C’est une bonne pression et, pour moi, l’OL est à la croisée des chemins. Le palmarès du club est incroyable, le club a autant gagné parce qu’il a eu de grandes équipes, de grandes joueuses et de grands entraîneurs. Mais aussi parce que les autres équipes étaient relativement faibles. A part un ou deux, les clubs n’investissaient pas dans le football féminin.

Les choses bougent : d’autres équipes investissent, non seulement en France mais au niveau mondial, et les investissements sont considérables. Si nous nous reposons sur nos lauriers, nous ne gagnerons plus. Nous devons continuer à investir. Il faut garder cette mentalité d’outsider, sinon le reste du monde va nous dépasser.

Le niveau de la Division 1 et la domination lyonnaise ne sont-ils pas un frein à l’intérêt des gens ?

Lorsque je suis venue pour la première fois à un match, j’ai rencontré quelques fans.

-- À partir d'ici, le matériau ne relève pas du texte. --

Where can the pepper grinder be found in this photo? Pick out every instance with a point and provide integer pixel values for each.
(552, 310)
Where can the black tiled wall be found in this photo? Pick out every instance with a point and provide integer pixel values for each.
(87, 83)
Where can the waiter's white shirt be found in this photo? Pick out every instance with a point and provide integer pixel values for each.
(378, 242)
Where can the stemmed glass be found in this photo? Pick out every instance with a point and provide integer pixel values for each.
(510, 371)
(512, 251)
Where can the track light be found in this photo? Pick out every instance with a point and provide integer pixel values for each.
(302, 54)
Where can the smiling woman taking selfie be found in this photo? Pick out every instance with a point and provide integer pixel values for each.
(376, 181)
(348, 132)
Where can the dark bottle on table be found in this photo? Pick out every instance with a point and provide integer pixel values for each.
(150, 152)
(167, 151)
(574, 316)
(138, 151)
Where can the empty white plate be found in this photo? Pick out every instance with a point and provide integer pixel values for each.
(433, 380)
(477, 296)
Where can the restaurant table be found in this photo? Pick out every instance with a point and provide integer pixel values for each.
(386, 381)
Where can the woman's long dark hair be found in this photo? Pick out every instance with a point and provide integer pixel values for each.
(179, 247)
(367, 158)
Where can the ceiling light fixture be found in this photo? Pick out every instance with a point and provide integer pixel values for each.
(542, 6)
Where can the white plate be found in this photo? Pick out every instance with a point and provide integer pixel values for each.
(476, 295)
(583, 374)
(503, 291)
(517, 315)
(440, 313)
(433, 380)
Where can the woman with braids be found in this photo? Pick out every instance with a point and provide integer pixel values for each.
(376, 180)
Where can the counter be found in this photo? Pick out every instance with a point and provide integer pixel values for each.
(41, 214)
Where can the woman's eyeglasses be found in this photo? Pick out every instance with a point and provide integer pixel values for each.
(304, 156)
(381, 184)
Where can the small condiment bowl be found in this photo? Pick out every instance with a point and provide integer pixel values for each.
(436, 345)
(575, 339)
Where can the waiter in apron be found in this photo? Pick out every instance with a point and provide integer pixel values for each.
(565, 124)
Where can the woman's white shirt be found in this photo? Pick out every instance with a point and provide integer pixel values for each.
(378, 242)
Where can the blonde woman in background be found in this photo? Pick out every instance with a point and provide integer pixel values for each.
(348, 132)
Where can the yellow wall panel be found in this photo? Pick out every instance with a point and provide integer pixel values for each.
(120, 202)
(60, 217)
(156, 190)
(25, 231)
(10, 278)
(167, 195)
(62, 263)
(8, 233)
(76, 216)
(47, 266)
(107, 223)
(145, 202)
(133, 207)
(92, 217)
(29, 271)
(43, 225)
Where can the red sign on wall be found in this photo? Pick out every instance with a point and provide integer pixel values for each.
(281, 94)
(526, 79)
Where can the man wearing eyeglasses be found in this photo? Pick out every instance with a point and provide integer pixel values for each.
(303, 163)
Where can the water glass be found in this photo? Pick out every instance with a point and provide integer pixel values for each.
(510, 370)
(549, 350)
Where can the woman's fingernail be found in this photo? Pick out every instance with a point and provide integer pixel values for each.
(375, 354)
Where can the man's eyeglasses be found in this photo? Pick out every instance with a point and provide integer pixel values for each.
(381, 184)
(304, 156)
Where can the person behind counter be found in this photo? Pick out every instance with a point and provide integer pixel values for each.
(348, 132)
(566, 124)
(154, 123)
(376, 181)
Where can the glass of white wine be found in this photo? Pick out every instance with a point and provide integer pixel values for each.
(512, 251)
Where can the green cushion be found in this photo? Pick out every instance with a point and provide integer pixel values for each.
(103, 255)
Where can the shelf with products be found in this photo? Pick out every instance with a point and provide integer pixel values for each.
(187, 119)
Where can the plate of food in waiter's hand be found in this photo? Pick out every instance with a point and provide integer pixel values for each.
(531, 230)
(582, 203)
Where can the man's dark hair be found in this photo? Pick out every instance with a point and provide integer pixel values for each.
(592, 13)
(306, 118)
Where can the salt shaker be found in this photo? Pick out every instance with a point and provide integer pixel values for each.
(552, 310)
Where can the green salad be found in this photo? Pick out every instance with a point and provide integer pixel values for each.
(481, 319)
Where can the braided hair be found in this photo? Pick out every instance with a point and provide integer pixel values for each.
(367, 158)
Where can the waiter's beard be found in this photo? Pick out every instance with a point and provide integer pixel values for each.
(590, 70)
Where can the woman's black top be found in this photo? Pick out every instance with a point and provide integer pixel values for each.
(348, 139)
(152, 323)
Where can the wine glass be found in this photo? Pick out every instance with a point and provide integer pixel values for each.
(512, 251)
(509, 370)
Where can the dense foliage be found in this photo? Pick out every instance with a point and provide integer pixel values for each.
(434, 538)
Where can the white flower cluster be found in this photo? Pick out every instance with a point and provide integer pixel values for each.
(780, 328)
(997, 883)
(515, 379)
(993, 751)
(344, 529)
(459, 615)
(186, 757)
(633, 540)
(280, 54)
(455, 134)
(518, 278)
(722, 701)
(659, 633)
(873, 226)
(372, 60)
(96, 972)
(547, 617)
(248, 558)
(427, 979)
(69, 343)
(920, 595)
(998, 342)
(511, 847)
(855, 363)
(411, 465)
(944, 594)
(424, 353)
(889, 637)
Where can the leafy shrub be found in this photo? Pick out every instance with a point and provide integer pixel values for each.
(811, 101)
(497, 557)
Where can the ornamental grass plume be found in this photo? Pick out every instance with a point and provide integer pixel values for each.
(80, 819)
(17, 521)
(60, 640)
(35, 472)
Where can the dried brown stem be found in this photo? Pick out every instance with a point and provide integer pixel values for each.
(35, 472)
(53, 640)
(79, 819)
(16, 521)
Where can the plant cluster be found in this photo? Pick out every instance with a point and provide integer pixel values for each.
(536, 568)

Puis j’ai rencontré des Lyonnais qui, même s’ils se disent fiers des succès de l’équipe féminine, m’ont dit ne jamais venir aux matchs. « A quoi bon puisque l’OL va gagner quoi qu’il arrive. » Gagner ne devrait pas nous pénaliser !

Le football au féminin, dans son ensemble, doit travailler sur cette attractivité. Il n’est pas en compétition avec le football masculin. Chaque semaine, un individu ne dispose que d’un temps limité à consacrer à ses loisirs, donc nous sommes en concurrence avec un dîner entre amis, un cinéma ou un concert. « Pourquoi devrais-je venir assister à onze matchs par saison ? » A nous de répondre à cette question, et de convaincre les gens qu’ils vont vivre 90 minutes excitantes.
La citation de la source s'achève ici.